Los ladridos de Bismarck anuncian la presencia de un extraño en la casa. Marina entreabre la puerta y mira a Rafael, que saluda a la directora del asilo.
–Ya está aquí la maestra, tiene que apurarse, papá. Ándele. ¿Dónde dejó el otro calcetín? —Marina observa los zapatos de su padre: sin agujetas, con el empeine roto, parecen tan enfermos como los pies que malamente abrigan.
–Hija, t’estoy suplicando: no me hagas esto.
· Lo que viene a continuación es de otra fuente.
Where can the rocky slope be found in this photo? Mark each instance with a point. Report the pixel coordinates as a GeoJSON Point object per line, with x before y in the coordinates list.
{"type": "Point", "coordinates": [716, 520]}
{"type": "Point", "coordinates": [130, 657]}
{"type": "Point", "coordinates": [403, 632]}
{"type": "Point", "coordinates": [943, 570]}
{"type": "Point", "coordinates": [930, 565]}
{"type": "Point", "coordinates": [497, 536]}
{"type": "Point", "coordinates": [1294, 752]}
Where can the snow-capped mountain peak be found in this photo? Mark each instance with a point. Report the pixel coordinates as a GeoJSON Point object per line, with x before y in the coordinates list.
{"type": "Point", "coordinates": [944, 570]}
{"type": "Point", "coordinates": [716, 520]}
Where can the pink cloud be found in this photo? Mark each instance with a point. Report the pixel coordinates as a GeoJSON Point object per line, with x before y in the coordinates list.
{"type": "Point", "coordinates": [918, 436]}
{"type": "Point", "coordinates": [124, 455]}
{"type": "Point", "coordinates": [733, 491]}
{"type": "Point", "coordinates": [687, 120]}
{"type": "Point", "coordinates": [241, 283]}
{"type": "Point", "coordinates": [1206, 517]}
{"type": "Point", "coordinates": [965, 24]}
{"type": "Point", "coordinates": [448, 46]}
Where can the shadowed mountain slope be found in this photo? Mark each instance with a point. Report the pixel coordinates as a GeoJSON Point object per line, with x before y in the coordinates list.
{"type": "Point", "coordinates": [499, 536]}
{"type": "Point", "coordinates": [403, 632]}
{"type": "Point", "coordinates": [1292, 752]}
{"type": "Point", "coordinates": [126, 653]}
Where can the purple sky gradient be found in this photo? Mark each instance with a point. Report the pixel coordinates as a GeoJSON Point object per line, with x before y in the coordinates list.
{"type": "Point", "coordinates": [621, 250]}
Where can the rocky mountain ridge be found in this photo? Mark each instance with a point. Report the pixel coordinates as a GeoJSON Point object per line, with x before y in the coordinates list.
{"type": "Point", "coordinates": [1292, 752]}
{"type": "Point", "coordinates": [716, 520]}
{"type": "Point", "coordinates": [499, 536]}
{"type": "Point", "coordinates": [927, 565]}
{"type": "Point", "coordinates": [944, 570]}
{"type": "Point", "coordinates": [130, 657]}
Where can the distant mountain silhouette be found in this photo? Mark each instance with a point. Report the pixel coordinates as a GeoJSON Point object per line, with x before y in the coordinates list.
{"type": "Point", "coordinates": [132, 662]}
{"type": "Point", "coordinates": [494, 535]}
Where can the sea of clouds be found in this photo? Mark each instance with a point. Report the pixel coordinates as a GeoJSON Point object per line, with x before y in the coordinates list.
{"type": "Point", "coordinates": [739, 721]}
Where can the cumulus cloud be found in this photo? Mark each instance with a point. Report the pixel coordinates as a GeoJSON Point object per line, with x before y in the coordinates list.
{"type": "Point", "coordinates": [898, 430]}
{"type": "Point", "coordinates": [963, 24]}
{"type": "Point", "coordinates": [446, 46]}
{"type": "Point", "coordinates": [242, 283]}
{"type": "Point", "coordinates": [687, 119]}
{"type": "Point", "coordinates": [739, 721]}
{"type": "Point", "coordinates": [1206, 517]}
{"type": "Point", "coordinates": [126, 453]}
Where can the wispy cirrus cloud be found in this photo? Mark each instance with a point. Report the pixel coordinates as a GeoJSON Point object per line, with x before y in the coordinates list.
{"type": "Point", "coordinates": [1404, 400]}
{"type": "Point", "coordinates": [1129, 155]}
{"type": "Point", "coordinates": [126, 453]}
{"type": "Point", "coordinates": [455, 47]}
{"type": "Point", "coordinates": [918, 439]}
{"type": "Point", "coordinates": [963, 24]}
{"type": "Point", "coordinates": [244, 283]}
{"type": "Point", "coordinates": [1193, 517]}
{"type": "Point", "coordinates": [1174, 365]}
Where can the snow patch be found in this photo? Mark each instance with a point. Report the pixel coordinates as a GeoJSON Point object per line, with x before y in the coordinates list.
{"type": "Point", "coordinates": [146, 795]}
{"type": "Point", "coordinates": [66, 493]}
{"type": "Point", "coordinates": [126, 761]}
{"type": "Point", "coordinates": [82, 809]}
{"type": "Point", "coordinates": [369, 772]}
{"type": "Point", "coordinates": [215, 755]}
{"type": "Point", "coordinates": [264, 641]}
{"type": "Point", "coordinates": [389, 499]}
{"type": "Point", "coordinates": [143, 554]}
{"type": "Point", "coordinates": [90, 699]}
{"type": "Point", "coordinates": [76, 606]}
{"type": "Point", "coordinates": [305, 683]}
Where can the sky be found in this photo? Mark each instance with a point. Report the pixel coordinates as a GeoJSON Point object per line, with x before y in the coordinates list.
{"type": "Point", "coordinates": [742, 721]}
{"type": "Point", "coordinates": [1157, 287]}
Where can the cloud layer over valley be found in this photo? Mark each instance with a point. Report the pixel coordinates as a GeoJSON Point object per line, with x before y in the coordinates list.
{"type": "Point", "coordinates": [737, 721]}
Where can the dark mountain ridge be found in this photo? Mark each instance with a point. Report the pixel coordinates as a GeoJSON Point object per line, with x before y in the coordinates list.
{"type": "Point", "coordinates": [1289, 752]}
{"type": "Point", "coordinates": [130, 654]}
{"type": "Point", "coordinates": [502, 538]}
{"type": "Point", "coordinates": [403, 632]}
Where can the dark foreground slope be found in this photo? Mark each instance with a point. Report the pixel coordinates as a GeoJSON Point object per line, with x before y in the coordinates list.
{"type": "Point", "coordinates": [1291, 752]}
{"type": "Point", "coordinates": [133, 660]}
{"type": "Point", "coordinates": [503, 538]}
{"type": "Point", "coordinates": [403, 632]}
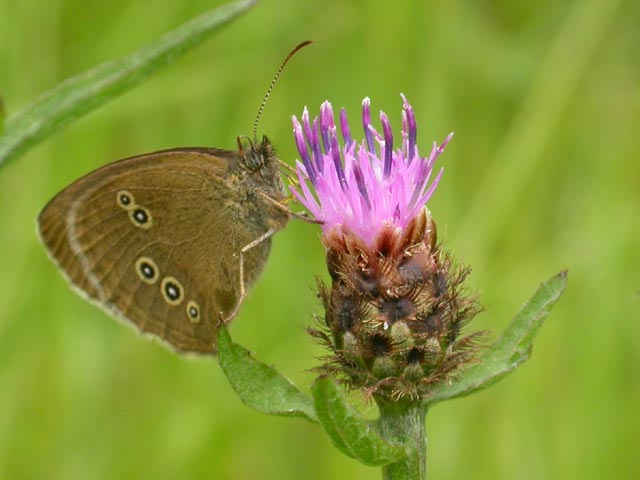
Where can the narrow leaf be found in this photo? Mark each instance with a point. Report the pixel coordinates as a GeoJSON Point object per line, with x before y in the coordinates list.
{"type": "Point", "coordinates": [258, 385]}
{"type": "Point", "coordinates": [349, 431]}
{"type": "Point", "coordinates": [1, 116]}
{"type": "Point", "coordinates": [86, 92]}
{"type": "Point", "coordinates": [510, 350]}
En el asilo me va’garrar una tristeza tan grande que me voy a morir y no quiero cargarte con ese remordimiento. Aquí siquiera oigo a los niños que ríen, que juegan. Me hacen travesuras y jamás les pego o ¿alguno te ha dicho algo? Si levanto el bastón es nomás para asustarlos —dice el viejo con una risa tonta.
–Papá, necesito esta pieza para meterlos aquí. En mi cuarto ya no caben. Además, Rafael y yo queremos…
–¿Estar solos?… Y qué ¿un viejo como yo se los impide?
Don Jerónimo se ahoga en sus lágrimas. De golpe se abre la puerta. Rafael está allí con los faldones de la camisa por fuera y la mirada cristalina que anuncia violencia.
–Por eso ¿qué tanto hacen? Ya llegó la maestra ¿qué n’oyeron? —mira rápidamente a su suegro—: Újule, otra vez chillando…
En cuanto oye estas palabras don Jerónimo se incorpora, adopta una actitud heroica y dice:
–Ya voy, nomás l’estaba contando a m’hija cómo fusilaron los federales a mi hermano Chuy delante de mí. Parece qu’estoy oyendo la voz del infeliz que dio la orden: “Disparen, apunten, fuego…” Chuy cayó, enterito como un hombre. A ver Marina, búscame mi calcetín.